In Alto Adige (come anche altrove) la sbronza del sabato sera è una realtà che si vive in gruppo. È segno, in qualche modo, di una società che impone il conformismo. Bevo perché bevono gli altri. Se non bevessi sarei escluso dal gruppo. I paralleli sul piano culturale e socio-politico, nella terra delle identità esasperate, dei tradimenti e delle opzioni, sono abbastanza evidenti. La creazione di identità spesso richiede una (almeno) parziale perdita di memoria.

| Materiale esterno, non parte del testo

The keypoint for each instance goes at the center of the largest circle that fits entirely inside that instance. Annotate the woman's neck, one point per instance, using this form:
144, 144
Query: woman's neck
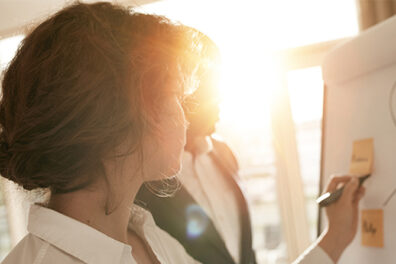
89, 206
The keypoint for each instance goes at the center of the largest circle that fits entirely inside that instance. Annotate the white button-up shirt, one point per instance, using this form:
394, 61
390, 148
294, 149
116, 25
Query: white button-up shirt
56, 238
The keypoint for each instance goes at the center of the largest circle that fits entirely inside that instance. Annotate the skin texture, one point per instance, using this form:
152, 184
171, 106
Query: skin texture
342, 216
124, 178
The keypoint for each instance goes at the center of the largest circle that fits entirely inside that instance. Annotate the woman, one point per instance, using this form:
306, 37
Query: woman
90, 110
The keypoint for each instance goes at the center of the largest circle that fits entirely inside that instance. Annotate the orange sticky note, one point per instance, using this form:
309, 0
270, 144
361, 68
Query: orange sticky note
373, 228
362, 157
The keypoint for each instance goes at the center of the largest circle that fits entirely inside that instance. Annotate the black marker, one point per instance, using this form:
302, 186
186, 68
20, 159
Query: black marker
329, 198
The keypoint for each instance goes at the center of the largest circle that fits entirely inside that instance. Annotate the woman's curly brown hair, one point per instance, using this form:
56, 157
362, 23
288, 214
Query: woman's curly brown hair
83, 82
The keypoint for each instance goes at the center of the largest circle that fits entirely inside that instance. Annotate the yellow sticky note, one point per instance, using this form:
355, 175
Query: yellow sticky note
373, 228
362, 157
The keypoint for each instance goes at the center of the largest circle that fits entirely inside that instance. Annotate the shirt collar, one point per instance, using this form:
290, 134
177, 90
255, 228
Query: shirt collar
76, 238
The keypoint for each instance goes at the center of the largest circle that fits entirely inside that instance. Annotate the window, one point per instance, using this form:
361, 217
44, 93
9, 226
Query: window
250, 36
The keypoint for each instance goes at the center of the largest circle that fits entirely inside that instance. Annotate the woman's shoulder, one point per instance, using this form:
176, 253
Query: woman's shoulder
166, 248
32, 249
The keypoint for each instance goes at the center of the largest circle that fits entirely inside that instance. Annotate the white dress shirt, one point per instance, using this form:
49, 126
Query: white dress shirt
203, 180
314, 255
56, 238
206, 184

Chi cerca rifugio nell’alcol, infine, risponde così al senso di vuoto che percepisce attorno a sé. È vero, bevevano anche i nostri antenati del 1839. Ma forse oggi i giovani soffrono particolarmente del nulla valoriale che ereditano dal mondo degli adulti. Se i valori a cui puntare sono l’erigere muri per meglio distinguersi dagli altri e la creazione di nuovi confini identitari, non c’è da stupirsi del loro disorientamento nella fase del passaggio all’età “della ragione”. Se la meta proposta sono il successo e l’arricchimento personale ad ogni costo, allora è “normale” che essi lavorino sodo per sei giorni e il settimo aprano le valvole dello sfogo. E se continueranno a pensare che la loro vita non vale la pena di essere vissuta, nessun codice della strada sarà capace di tenerli lontani dal volante, anche dopo il sesto o il settimo bicchiere.